The Psalmist entreats the people to “Praise the Lord,” “stand in awe,” “turn to the Lord,” “live for him.” And Paul writes in his letter to the church in Rome that God’s promise to Abraham is about trusting God and God’s way so that the promise could be received as pure gift. Paul says that Abraham was not chosen by God to be our faith father because he was a saint, but because God is able to make a way out of no way and because Abraham decided to live not on the basis of what he saw he couldn’t do, but on what God said he would do. And this can apply to us when we embrace and believe the One who brought Jesus to life even when everything looked hopeless.
Jesus’ call to take up our cross and follow him, I believe means that we are to give all that we are and all that we have to love God because God is faithful.

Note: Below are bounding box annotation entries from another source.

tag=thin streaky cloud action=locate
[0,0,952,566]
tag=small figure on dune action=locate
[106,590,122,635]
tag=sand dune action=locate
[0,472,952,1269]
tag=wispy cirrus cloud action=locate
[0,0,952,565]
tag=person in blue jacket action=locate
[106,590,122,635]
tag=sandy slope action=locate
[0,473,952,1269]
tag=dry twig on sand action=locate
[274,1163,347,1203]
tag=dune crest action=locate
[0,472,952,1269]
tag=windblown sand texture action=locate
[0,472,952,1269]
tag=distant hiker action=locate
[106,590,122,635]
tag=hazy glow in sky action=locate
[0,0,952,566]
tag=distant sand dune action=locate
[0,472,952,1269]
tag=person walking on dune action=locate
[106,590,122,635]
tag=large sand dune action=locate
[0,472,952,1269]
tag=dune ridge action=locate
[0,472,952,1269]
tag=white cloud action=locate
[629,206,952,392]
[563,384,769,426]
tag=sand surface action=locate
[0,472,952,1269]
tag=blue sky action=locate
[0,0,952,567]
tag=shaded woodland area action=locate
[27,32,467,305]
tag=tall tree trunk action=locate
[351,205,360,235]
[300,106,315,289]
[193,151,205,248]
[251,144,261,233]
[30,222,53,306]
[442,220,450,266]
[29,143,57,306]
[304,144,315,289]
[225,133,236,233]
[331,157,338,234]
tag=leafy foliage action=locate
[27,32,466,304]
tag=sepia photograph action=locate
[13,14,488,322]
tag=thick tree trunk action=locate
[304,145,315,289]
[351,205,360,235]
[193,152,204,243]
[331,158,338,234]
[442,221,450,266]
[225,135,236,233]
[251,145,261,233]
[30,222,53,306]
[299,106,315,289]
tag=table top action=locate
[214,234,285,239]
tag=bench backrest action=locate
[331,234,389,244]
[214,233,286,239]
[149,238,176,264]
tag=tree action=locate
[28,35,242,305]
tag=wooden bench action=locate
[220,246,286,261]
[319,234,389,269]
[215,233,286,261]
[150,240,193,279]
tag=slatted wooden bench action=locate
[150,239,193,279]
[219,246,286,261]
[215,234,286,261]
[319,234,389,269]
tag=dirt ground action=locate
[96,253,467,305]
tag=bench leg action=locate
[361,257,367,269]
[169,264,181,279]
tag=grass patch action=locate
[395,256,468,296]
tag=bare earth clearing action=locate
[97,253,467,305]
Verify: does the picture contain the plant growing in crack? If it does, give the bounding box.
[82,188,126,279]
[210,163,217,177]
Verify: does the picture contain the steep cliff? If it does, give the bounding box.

I believe that following Jesus means living each day loving others and giving thanks to God not through our own strength or our own righteousness, but because of what God is doing in and through us. I believe that following Jesus means complete surrender to God’s love.
In rebuking Peter, Jesus tells him, “you are setting your mind not on divine things but on human things.” Peter’s sorrow is having vision that is limited to his human experience. Jesus calls him to be open to what God can and will do. Jesus calls Peter to trust in God’s covenant–to believe that God is always doing more that we could ask or imagine. To be faithful to that which is beyond our seeing.
To follow Jesus means to strive to love as Jesus loved, because we were first loved by Him. To follow Jesus means to trust God’s promise that we will never be left orphaned and that neither death nor life, … nor things present, nor things to come will ever separate us from the love of God in Christ Jesus. To follow Jesus is to turn away from fear because God always walks with us and living a life of terror, self-protection, and separation from each other shuts us off from the abundant life Jesus came to give us. Following Jesus means to have the heart strength to stand down from fiercely guarding what we regard as our own “private rights” to prioritize Jesus’ priorities to love and serve others. To follow Jesus, we are guided by his life of reaching out, embracing others, healing those in need, serving alongside with, especially those who suffer.
In this life that are many others who seek to follow Jesus. These “great cloud of witnesses” live their lives so others may come to Christ’s love. They may just be one person, they may never be recognized for their contribution, but they do what they can do at a particular time in a particular place to bear witness to God’s love.
Some of these people are like W.E.B. Du Bois who are well known because of their extraordinary intellect and body of work that continues to influence many in the struggle for justice.
And others like the names of the many black women, who battled daily indignities and devoted their untiring efforts to improving the quality of life for others, may be lost to history. Yet their fierce love and devotion showed us a way to follow Jesus so all may move toward God’s promised dream claiming their place as beloved children.
Now I know that our striving to follow Jesus will not make all troubles disappear. Our faithfulness in following Jesus may at times seem insignificant. Our words and our actions may go unnoticed in our life time. Jesus understands this. His ministry was small and quiet. He stayed in an out of the way place and ministered mostly one to one–healing one person, teaching a few, sitting at table with a small number. He knew that his words and his actions, would cause him to face great suffering, to be rejected by all in power, and be killed. Yet he was confident that God’s work would not fail. That God would work out God’s purpose in and through this quiet life.
Jesus calls us to follow him. Jesus knows that if we are faithful, regardless of our limitations and the size of our faith, God will use us to transform the world. Jesus tells us don’t worry about your life, God will provide; pick up your cross, do what you can do; follow me—share who you are and what you have with others. Do not fear, God’s promise is alive and active, and it can be trusted.